The emergencies I am talking about don't involve physical risk and are certainly not life-or-death circumstances. But they deal with a threat to a business: the loss of customers and revenue. Reflecting on these provides some insight into prevention and practice.
The Coffee Shop
When I walked into my corner coffee shop for the morning Joe, the barista informed me that due to a water main break, they were unable to make most of their drinks. I got lucky -- they still had some drip coffee. I ordered and sat down to drink it.
I watched the team deal with customers who came in, deal with the equipment, and engage in problem solving. After an hour, the talk turned from carrying on to closing shop. My curiosity was piqued, so I asked about the protocol for handling situations like this. They explained that they have a procedure to follow for emergencies, and that they had stepped through it to the best of their abilities. But there was a problem: The water main break was sudden, and the protocol didn't adapt well to cases where there was an unexpected and sudden loss of water.
The team did an admirable job, and took measures to encourage customers to come back. But the emergency plan had a flaw. (With a little inventiveness, I think they managed to avoid closing for the day.)
I admit that in most cases I am not good at planning for emergencies. But in the case of the website that failed, we had a plan. We had thought through enough of the possibilities that even the case that occurred was one we had anticipated. When the site failed, we implemented the plan, and it worked.

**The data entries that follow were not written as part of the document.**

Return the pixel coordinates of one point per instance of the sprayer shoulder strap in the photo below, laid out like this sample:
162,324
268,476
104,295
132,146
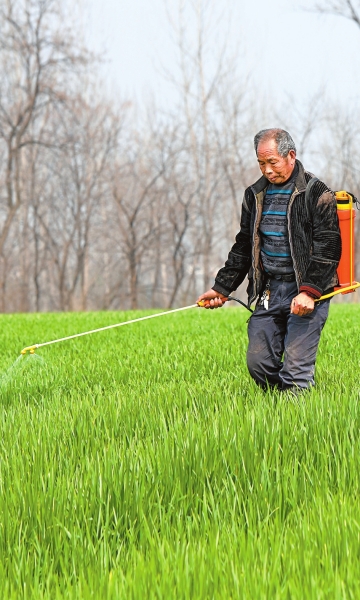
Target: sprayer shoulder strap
309,187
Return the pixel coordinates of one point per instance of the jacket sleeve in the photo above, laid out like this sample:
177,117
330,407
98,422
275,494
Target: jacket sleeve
326,243
239,258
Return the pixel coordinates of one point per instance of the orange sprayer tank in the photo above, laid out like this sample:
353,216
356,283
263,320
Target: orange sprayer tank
346,214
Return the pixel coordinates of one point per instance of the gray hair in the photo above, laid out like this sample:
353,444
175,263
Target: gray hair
283,140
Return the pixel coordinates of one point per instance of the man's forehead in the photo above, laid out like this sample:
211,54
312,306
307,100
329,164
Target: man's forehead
267,148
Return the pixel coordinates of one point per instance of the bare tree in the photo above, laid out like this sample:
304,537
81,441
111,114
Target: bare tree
38,56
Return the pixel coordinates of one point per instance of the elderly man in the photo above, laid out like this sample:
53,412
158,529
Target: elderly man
289,246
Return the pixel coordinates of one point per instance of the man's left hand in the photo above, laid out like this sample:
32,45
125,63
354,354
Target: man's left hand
302,305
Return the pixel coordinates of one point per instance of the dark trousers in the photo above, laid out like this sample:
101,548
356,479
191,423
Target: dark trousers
282,347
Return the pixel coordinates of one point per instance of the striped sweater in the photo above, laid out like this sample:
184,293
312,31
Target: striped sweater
275,247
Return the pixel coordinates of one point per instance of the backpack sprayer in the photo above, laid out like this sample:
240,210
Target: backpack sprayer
345,271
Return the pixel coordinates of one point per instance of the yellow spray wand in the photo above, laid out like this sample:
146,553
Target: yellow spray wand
31,349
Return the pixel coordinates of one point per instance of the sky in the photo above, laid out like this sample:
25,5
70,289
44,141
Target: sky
284,47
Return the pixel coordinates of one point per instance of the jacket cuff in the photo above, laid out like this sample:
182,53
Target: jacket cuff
221,290
312,290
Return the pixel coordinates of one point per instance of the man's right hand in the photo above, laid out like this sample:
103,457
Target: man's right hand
211,299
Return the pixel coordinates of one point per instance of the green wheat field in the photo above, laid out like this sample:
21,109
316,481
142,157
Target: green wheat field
144,463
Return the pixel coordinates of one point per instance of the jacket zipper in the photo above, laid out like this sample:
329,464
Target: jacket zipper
296,193
255,278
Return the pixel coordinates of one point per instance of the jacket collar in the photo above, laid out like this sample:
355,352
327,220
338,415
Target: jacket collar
300,182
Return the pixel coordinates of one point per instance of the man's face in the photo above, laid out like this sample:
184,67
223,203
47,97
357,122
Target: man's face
274,167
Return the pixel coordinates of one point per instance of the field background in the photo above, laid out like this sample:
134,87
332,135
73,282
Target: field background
144,463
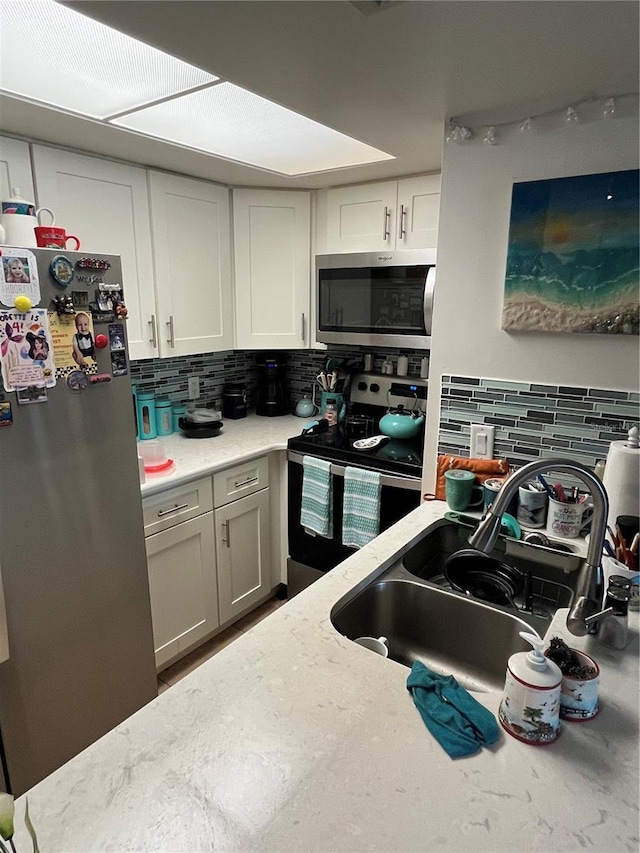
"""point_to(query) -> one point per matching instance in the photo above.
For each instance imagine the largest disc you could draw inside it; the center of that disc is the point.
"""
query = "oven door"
(309, 555)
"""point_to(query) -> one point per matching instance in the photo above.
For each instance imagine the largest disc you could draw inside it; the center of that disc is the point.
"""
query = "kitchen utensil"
(461, 490)
(378, 646)
(52, 237)
(401, 423)
(305, 407)
(529, 710)
(484, 577)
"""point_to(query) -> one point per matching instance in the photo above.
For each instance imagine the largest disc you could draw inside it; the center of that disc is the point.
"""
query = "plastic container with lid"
(164, 419)
(530, 706)
(146, 403)
(156, 461)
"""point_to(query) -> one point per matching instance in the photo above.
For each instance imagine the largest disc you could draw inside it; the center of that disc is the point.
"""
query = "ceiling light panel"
(56, 56)
(230, 122)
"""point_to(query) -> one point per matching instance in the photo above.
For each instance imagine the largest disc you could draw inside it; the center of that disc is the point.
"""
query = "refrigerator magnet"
(6, 414)
(77, 380)
(18, 276)
(61, 270)
(26, 355)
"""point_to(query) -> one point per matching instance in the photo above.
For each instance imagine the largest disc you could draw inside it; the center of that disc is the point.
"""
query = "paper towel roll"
(622, 480)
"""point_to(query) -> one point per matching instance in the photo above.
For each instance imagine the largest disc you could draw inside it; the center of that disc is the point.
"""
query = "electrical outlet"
(194, 387)
(482, 436)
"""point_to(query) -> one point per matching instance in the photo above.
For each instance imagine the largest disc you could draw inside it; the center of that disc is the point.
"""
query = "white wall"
(472, 245)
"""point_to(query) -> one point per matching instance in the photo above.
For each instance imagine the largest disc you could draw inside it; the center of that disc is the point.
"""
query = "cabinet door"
(192, 262)
(183, 586)
(417, 212)
(243, 554)
(362, 218)
(15, 168)
(106, 205)
(272, 250)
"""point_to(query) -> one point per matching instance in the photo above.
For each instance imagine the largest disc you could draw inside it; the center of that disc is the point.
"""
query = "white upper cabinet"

We could pat ourselves on the back, but here's the thing: Until our outage, we didn't know whether the emergency plan would work. We got lucky -- and even in our luck, there was a fair amount of flapping as we tried to implement our untested recovery plan.
If only we were more proactive in testing our emergency plan.
Netflix takes a different approach to their emergency plan: they simulate emergencies. In fact, they built a tool to simulate emergencies for them, the aptly named Chaos Monkey.
In a nutshell, Chaos Monkey causes servers to break. Yes, they intentionally break their servers. Then the emergency recovery process kicks in. If some part of the emergency process is broken, they'll know and they will be prepared to react (I presume that it's not 2 AM on a Sunday when they run this thing).
Because of this testing -- somewhat chaotic, but in a controlled environment -- the Netflix engineers can test and improve emergency plans.
An emergency plan is a must-have. But to play its role, it's got to work.